Understanding the challenges
Children aren’t equally messy. Some of them easily take to discipline, while others seem to resist any form of organization. As frustrating as it can be when your child tends toward the latter sort of behavior, it’s essential to consider that there might be underlying reasons. Don’t merely assume that they are messy because they choose to be lazy. Organization is a skill, and we often take that simple fact for granted. It means that kids aren’t all born with the same level of ability in this regard. It also implies that they can get better.
Try to observe your child and talk to them in a relaxed, open manner. This will help you understand the root cause of their organizational challenges. They might be having trouble creating and sticking to schedules. Or they might not know how to prioritize and complete tasks effectively. Perhaps decision-making is too complicated, or they aren’t keeping good track of time.
Partnering with kids
Once you go over the reasons why your child might not be good with the skill of organization, you might notice that these same problems exist in the workplace. Many employees have encountered the same challenges, although usually on a smaller scale. And they can take steps to improve, whether through their own efforts or the mentorship of colleagues.
Be a mentor to your child in solving these challenges. Depending on their age, for instance, you can relate their school experiences to task prioritization and time management. When a child leaves the school environment with its fixed schedule, they might lose that sense of structure. You can create an activity for them to plan their hours after school, including a daily reflection on what went well and what they could do better.

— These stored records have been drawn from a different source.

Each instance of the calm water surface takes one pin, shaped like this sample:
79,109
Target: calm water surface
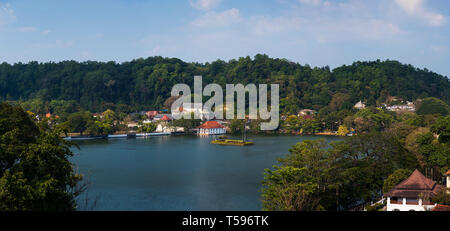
177,172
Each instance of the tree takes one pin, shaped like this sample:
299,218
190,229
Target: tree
342,131
35,173
79,121
297,183
442,128
395,178
289,189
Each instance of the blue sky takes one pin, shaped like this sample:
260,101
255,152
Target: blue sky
314,32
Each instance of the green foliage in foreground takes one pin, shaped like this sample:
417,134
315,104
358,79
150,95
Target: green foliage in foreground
35,173
316,177
395,178
146,83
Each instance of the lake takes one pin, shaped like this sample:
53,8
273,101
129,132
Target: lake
177,172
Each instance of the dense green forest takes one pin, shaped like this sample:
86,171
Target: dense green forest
146,83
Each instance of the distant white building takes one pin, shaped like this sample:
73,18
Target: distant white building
197,109
360,105
413,194
165,128
211,128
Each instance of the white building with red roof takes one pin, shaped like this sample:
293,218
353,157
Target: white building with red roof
413,194
211,128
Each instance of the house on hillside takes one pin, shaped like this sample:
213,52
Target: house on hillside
197,109
413,194
409,106
163,117
151,114
306,112
360,105
211,128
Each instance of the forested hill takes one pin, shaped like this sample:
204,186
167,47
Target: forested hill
146,83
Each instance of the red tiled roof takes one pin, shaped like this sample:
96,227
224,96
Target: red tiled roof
415,185
211,124
152,113
440,208
165,118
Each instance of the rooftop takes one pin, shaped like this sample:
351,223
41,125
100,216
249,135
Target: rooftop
440,208
211,124
415,185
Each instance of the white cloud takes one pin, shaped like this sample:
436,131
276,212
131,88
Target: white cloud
315,2
311,2
57,44
99,35
204,4
218,19
416,8
6,14
265,25
26,29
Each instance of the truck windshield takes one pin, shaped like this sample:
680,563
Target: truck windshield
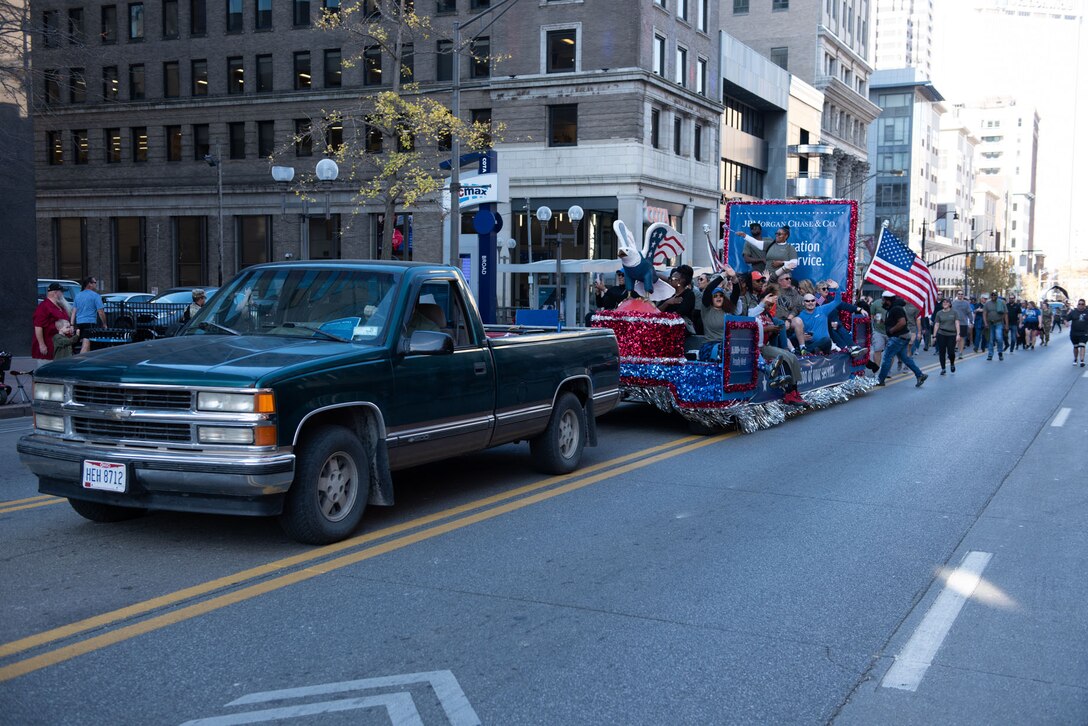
347,305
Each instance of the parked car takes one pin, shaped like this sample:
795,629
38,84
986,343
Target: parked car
158,317
301,388
71,287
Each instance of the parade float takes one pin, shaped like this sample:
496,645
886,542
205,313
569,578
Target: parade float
658,363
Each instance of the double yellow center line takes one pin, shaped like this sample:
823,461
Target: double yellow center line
28,503
394,538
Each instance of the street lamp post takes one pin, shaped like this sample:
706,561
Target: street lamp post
543,214
326,171
217,161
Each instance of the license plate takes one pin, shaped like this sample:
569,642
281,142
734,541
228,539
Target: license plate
104,475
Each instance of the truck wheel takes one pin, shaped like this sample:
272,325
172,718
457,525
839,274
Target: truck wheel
332,483
99,512
559,448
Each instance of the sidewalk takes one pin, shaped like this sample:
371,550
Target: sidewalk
23,407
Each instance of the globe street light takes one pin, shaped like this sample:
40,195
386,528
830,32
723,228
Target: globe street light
543,214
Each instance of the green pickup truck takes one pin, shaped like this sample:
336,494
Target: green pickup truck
300,386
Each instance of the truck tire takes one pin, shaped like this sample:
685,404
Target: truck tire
332,482
106,513
559,448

These efforts will lead to an improvement in your child’s organizational skills. And once they’ve become reliable at self-organization, you can partner with them in the more significant task of keeping the home organized.
Always do something
Parents generally accept that while they have kids around the house, things will never be as orderly as they want. But there’s a big difference between always having to clear up one mess every day or two, and letting issues pile up into an unmanageable mess.
Calling in the concrete contractors to handle urgent renovations and repairs is ideally something you get done before the kids grow older. As more time passes, everyone gets busier, and maintenance can be postponed indefinitely. Clutter tends to build up around the house. It gets harder to notice the warning signs of disrepair or neglect.

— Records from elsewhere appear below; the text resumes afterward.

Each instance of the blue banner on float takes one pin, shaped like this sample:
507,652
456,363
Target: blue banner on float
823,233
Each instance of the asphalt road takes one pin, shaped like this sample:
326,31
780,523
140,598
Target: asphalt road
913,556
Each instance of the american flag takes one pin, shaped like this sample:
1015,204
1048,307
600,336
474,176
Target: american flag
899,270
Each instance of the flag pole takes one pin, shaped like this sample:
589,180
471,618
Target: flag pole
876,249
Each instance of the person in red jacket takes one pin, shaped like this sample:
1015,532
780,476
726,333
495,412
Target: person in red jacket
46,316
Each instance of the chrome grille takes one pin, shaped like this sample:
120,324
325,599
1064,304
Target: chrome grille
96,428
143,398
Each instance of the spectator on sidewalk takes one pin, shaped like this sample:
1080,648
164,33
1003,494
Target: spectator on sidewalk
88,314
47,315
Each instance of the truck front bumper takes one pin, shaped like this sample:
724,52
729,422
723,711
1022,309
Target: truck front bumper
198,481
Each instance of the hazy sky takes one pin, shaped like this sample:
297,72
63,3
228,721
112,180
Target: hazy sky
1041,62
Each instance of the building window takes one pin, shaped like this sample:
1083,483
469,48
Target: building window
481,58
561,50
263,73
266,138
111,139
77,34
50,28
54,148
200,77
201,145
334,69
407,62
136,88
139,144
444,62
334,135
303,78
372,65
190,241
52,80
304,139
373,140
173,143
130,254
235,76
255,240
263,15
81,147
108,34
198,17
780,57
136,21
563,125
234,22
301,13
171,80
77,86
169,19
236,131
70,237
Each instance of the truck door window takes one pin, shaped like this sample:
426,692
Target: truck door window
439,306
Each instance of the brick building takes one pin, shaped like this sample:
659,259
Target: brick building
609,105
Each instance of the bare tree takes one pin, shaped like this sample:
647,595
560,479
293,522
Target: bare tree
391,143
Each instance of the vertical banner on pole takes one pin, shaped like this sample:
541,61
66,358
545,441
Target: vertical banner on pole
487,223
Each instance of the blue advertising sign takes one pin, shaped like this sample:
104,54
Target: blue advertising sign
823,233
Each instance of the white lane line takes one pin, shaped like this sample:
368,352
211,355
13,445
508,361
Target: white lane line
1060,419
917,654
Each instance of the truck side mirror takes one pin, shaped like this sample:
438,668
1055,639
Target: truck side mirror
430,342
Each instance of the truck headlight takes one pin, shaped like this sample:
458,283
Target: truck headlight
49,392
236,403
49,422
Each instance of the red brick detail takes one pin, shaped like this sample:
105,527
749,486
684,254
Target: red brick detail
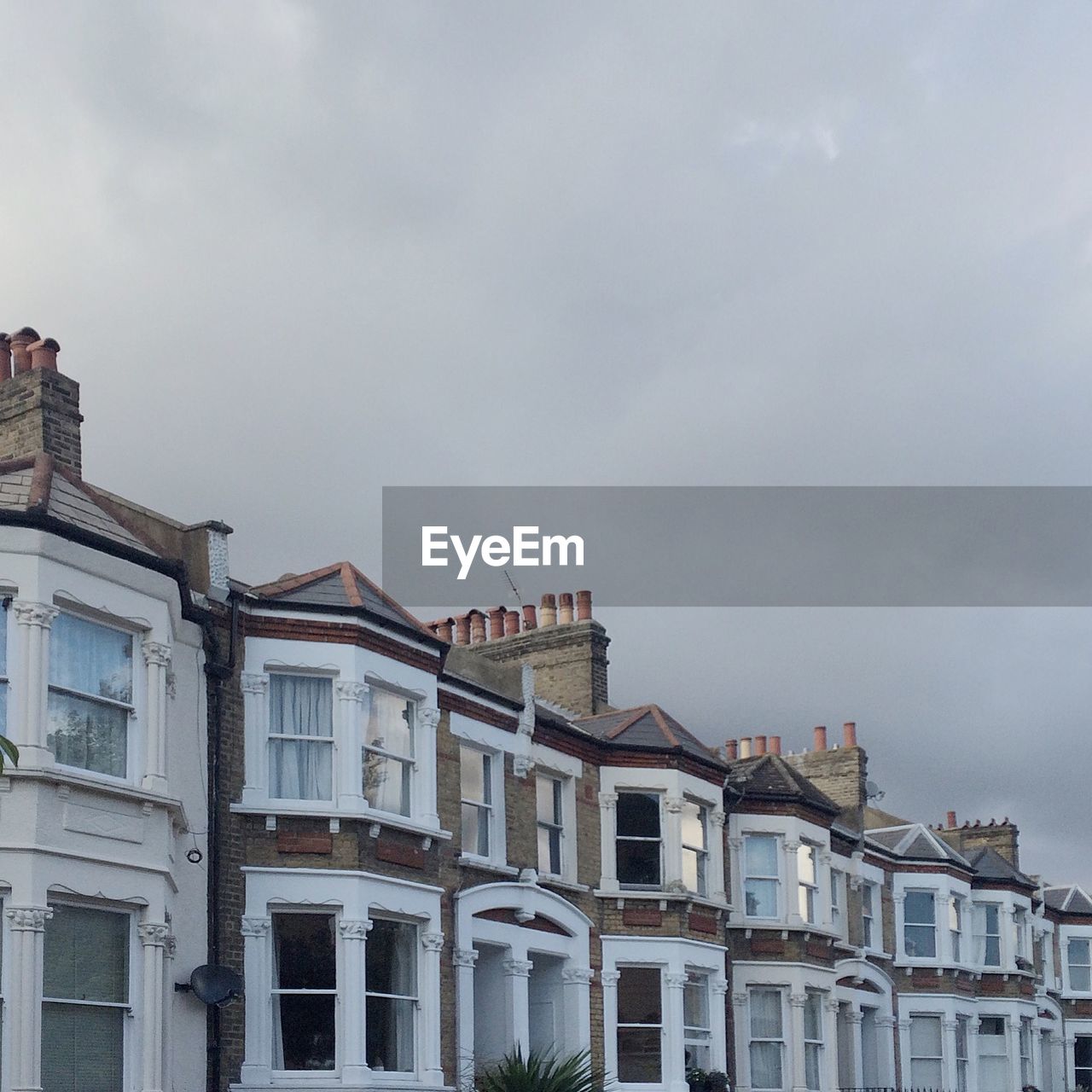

The solution to a massive de-cluttering job is the same one that will prevent its future accumulation. Big tasks are intimidating; you have to break them down into manageable chunks. Make it a habit to always do something. Each day, take at least half an hour to tackle an area. That might give you enough time to sort through one storage cabinet or bookshelf in a spare room. It’s not a lot of progress in one day, but if you and your kids do this consistently, you’ll eventually clear out the clutter.
Keep some as you go
Most people find de-cluttering to be reasonably challenging. It’s not just about taking your possessions and giving them a new home. Marie Kondo’s method for tidying up might have gained widespread popularity, but it’s still not for everyone.
In some cases, discarding objects stimulates the brain. You might not feel that strongly about it, but filtering through your belongings is still a mentally taxing activity. You have to process a lot of decision points. Is this something to donate or sell? Can it be repurposed with the right DIY project? Or should I keep it?

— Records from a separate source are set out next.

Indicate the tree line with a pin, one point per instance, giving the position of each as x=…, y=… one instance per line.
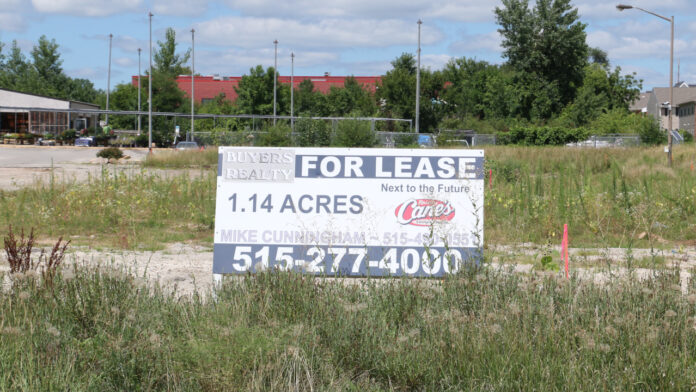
x=550, y=77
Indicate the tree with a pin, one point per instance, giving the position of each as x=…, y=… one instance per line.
x=255, y=93
x=397, y=92
x=547, y=46
x=353, y=98
x=167, y=61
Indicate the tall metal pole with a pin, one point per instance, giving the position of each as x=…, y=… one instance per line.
x=671, y=92
x=275, y=77
x=193, y=73
x=149, y=81
x=139, y=90
x=420, y=22
x=292, y=91
x=108, y=80
x=622, y=7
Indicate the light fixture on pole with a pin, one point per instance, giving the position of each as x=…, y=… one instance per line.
x=420, y=22
x=292, y=90
x=275, y=77
x=139, y=107
x=149, y=99
x=622, y=7
x=108, y=81
x=193, y=86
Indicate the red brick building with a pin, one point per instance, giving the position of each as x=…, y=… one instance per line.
x=209, y=87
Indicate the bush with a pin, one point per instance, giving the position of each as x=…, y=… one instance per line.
x=110, y=153
x=276, y=136
x=543, y=136
x=650, y=133
x=312, y=133
x=354, y=133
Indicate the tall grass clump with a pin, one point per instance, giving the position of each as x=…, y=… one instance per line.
x=608, y=197
x=105, y=329
x=123, y=209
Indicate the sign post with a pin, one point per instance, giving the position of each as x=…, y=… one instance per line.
x=348, y=212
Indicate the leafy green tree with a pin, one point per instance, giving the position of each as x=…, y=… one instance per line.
x=166, y=60
x=547, y=46
x=397, y=93
x=255, y=93
x=351, y=98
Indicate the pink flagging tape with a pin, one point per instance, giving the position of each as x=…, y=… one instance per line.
x=564, y=248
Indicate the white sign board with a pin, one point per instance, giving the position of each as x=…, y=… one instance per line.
x=348, y=212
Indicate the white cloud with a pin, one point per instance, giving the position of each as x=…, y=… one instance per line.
x=179, y=7
x=489, y=42
x=252, y=32
x=238, y=62
x=86, y=7
x=461, y=10
x=11, y=22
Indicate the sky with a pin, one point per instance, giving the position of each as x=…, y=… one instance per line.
x=342, y=37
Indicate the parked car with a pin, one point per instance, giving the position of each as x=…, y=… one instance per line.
x=84, y=141
x=186, y=145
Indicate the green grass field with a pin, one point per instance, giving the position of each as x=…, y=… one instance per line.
x=483, y=329
x=480, y=330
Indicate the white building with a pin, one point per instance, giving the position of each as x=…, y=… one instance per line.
x=31, y=118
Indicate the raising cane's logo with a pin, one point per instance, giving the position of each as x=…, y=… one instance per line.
x=424, y=212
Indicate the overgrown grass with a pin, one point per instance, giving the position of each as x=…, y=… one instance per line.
x=182, y=159
x=481, y=330
x=608, y=197
x=122, y=209
x=619, y=197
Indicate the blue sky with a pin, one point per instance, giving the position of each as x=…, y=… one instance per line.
x=343, y=37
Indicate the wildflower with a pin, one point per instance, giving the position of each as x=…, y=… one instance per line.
x=68, y=275
x=155, y=339
x=691, y=298
x=11, y=331
x=53, y=331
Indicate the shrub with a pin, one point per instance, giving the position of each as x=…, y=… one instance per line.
x=110, y=152
x=542, y=136
x=354, y=133
x=650, y=133
x=312, y=133
x=276, y=136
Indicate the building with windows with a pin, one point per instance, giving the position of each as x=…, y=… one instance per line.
x=208, y=88
x=23, y=112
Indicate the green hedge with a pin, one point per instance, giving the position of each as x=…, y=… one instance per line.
x=542, y=136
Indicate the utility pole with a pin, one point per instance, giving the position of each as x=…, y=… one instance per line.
x=420, y=22
x=193, y=73
x=108, y=80
x=292, y=91
x=149, y=81
x=275, y=77
x=139, y=107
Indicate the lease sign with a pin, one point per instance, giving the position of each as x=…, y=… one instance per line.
x=348, y=212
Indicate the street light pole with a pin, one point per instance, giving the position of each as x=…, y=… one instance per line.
x=420, y=22
x=108, y=80
x=139, y=73
x=622, y=7
x=292, y=91
x=275, y=77
x=149, y=100
x=193, y=86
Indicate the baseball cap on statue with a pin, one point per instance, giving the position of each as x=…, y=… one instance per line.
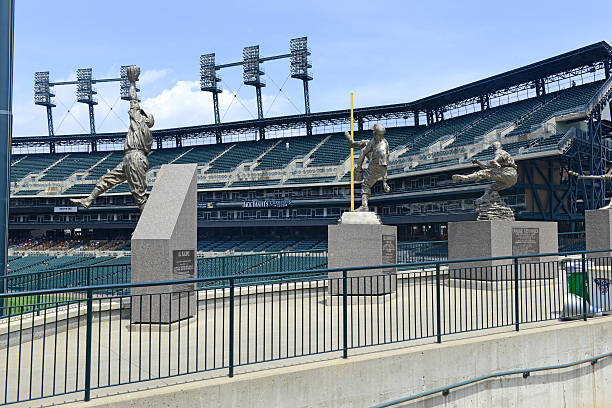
x=378, y=128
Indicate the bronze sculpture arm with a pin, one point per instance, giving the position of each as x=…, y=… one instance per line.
x=357, y=144
x=133, y=74
x=607, y=176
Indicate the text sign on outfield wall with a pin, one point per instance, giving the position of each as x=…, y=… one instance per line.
x=64, y=209
x=525, y=241
x=206, y=204
x=266, y=203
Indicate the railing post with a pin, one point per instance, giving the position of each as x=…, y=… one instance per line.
x=516, y=296
x=88, y=345
x=584, y=287
x=438, y=311
x=231, y=330
x=344, y=318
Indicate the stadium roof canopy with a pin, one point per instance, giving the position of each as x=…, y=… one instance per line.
x=560, y=65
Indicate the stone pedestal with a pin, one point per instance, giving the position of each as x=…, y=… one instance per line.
x=354, y=244
x=598, y=232
x=164, y=248
x=496, y=238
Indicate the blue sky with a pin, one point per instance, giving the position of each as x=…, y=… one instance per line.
x=383, y=51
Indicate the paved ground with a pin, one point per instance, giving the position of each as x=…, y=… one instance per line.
x=272, y=322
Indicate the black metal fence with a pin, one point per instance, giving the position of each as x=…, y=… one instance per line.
x=85, y=338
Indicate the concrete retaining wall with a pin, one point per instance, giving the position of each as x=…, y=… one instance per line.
x=373, y=378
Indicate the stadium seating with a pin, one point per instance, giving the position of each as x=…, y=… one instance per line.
x=574, y=97
x=72, y=163
x=28, y=192
x=310, y=180
x=334, y=151
x=239, y=153
x=80, y=189
x=287, y=150
x=158, y=157
x=34, y=163
x=498, y=115
x=202, y=154
x=332, y=148
x=249, y=183
x=107, y=164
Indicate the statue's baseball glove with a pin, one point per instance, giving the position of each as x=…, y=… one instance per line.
x=133, y=73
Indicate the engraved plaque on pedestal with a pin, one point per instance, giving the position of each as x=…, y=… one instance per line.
x=525, y=241
x=164, y=248
x=389, y=252
x=183, y=267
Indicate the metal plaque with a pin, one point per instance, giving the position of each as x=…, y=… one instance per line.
x=183, y=267
x=389, y=252
x=525, y=241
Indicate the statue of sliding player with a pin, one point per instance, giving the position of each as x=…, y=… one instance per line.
x=137, y=147
x=607, y=176
x=377, y=152
x=502, y=170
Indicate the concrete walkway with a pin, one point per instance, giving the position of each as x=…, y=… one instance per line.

Remember that it’s all right to keep some things as you go about tidying up your home. You don’t have to toss away your child’s old art projects or toys. As they outgrow those objects, you can move them into storage in place of some of your possessions. Or you can use digital storage to archive those memories.
Organizing your home is a big task, but shouldn’t be an extreme one. Sustainable efforts, with your child as an able partner, will help you do an adequate job over time.